E sce di scena ufficialmente Ilda Boccassini, mai davvero presa in considerazione dal Csm: non diventerà il futuro procuratore di Milano, a sessantasei anni ormai compiuti non potrà più candidarsi ad altre cariche, e concluderà la sua carriera nel 2019 da semplice pm. È questa l'unica certezza che emerge dalla seduta, lunga e a tratti convulsa, del Consiglio superiore della magistratura, che ieri doveva mettere fine a un vuoto che si trascina ormai da cinque mesi alla testa di uno degli uffici giudiziari più delicati d'Italia. La Procura di Milano è senza capo dal 16 novembre, giorno dell'addio di Edmondo Bruti Liberati.

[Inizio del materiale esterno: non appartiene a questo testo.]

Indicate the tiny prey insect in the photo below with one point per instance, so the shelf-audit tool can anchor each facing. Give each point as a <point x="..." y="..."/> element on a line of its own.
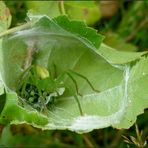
<point x="40" y="89"/>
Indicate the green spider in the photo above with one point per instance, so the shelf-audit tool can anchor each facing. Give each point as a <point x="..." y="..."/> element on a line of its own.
<point x="40" y="89"/>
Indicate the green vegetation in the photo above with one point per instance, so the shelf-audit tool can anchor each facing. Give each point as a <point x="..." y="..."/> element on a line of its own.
<point x="62" y="84"/>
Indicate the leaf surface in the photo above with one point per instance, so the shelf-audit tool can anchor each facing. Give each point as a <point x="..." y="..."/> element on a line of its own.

Ieri dalla riunione della commissione incarichi direttivi esce in pole position Francesco Greco, figura storica di Magistratura democratica, oggi procuratore aggiunto a Milano e capo del pool reati finanziari. Ma quando tra un mese dovrà esprimersi il plenum potrà accadere di tutto. Perché vengono tenuti in vita, anche se con un solo voto, altre due candidature: Alberto Nobili, fino a poco fa anche lui procuratore aggiunto a Milano, e soprattutto Gianni Melillo, in servizio al ministero della Giustizia. Nobili ha avuto l'appoggio del giudice conservatore Claudio Galoppi, di Magistratura indipendente; Melillo quello di Elisabetta Casellati, consigliere laico di Forza Italia. Ma i giochi sono aperti perché il correntone centrista di Unicost ancora non ha deciso cosa fare, e perché i tentativi di accordo e mediazione continueranno per tutto il mese: condizionati dalle logiche di corrente, ma anche dalla necessità di trovare risposta alla domanda chiave: le drammatiche lacerazioni che attraversano la Procura milanese possono essere sanate da un candidato interno (Greco o Nobili), o serve un «papa straniero», cioè Melillo?
La candidatura Greco è apparsa a lungo imbattibile: era uno dei mastini del pool Mani Pulite, ma è stato poi l'unico della Procura, nel 1999, a tentare un dialogo con Berlusconi; come procuratore aggiunto ha creato una sinergia importante tra la Procura, la Consob, l'agenzia delle entrate; è indubbiamente targato Md ma non ha inflessioni da toga rossa; è uno degli ispiratori delle riforme renziane sui reati societari; insomma intorno al suo nome si era creata una alleanza trasversale che sembrava imbattibile.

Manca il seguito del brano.